I’m not sure who’s complaining about Kingston Mayor Steve Noble attending a fancy cocktail party this month by the new owners of the former Hutton brickyard on the river. Community promotion is job one for any executive. Moreover, I don’t think anybody’s going to buy this ethic-centric young mayor for a few Swedish meatballs and a cocktail or two. The brickyard, a rotting eyesore for generations, has much potential.
The Hull group of Augusta, Ga., new owners of Hudson Valley Mall, are said to find Ulster Town Supervisor Jim Quigley’s “negotiating in the press” bothersome. Quigley knows a little ink can sometimes grease the wheels of progress, and the four-term supervisor, unlike so many others, has rarely been averse to discussing public business in public.
Let’s tune up the Anniversary Waltz. The White Eagle Benevolent Society of Kingston will mark its 125th anniversary this month. Founded by Polish residents in 1892, its present headquarters, White Eagle Hall on Delaware Avenue, was built in 1961.

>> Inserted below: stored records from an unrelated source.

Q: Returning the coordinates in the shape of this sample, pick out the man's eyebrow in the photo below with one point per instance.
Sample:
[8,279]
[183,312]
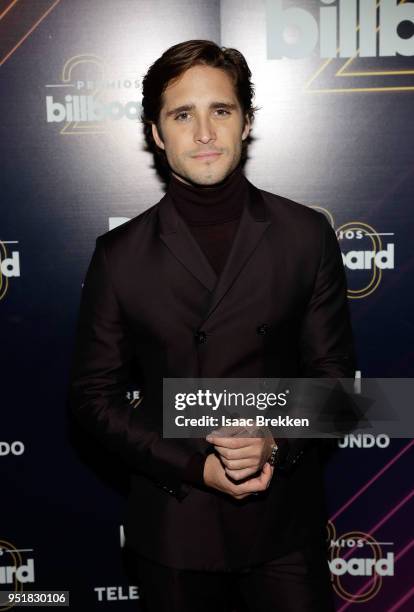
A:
[189,107]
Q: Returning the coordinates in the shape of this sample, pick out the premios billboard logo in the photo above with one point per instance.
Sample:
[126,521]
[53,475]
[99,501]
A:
[341,28]
[358,564]
[9,264]
[367,255]
[88,97]
[16,568]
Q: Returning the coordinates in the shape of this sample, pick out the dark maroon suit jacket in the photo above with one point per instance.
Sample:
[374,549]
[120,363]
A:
[153,307]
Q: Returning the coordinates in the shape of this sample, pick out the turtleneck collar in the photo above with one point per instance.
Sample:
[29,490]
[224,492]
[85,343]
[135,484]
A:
[210,205]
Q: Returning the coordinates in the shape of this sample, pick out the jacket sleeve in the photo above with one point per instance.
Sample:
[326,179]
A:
[100,376]
[326,341]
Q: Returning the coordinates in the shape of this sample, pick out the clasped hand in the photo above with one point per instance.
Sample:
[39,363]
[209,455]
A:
[237,461]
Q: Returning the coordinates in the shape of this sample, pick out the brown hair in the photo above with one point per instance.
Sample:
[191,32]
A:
[174,62]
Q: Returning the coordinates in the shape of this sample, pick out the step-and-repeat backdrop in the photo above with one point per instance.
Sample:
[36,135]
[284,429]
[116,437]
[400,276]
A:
[335,87]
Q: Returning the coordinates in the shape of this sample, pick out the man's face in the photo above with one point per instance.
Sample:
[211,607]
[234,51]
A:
[201,126]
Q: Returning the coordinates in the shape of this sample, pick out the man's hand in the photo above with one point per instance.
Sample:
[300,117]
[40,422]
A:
[242,457]
[215,476]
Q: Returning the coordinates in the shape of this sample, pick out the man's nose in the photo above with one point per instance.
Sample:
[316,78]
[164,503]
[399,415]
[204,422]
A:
[204,130]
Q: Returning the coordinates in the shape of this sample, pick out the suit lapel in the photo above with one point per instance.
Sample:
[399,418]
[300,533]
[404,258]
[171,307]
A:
[253,224]
[176,235]
[178,238]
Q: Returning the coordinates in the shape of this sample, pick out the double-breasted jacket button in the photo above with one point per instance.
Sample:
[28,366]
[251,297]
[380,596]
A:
[201,337]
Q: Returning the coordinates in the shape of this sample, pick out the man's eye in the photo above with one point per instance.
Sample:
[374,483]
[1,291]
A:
[182,116]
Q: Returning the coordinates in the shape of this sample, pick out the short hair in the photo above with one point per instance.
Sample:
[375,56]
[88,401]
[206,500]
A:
[174,62]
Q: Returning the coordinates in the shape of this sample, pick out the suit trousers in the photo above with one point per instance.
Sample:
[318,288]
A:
[296,582]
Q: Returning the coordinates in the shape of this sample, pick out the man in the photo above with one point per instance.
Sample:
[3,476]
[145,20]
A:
[219,279]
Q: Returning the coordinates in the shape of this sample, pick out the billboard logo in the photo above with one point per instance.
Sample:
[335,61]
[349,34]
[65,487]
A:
[358,555]
[84,101]
[86,108]
[348,27]
[12,568]
[9,265]
[365,256]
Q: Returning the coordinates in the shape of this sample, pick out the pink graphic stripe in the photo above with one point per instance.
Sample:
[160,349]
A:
[391,512]
[402,601]
[372,480]
[400,554]
[384,519]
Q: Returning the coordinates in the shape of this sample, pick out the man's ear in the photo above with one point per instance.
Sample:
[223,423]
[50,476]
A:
[157,137]
[247,127]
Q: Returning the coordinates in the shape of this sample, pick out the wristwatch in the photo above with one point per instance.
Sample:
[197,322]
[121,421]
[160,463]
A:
[273,455]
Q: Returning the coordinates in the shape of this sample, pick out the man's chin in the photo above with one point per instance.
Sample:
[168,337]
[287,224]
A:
[208,178]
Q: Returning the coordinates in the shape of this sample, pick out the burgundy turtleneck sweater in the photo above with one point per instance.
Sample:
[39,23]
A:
[213,215]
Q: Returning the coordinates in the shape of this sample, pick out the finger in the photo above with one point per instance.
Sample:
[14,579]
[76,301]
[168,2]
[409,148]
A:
[238,453]
[227,442]
[260,483]
[239,464]
[227,432]
[240,474]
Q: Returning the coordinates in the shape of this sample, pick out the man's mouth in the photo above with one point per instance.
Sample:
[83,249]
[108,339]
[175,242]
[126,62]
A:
[207,155]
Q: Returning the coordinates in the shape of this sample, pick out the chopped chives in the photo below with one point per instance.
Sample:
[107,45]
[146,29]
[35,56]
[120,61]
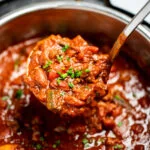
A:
[87,70]
[4,98]
[38,146]
[118,146]
[78,73]
[64,48]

Congratulations to the Rev. Edmund Burke of St. Peter’s Parish in Rosendale on his 40th anniversary in the priesthood last month. Father Burke, 73, known for succinct, incisive sermons, was pastor at St. Mary’s Church in Kingston for 18 years before being assigned to Rosendale four years ago.
And finally, congratulations to the Ford brothers of Kingston — Ed, 99, and Bill, 94. The brothers, born five years and eleven days apart, have been celebrating their birthdays together for quite a while. City historian Ed confirms they did not ride with Jesse James. But Ed was a newborn when the Red Baron was shot down in World War I.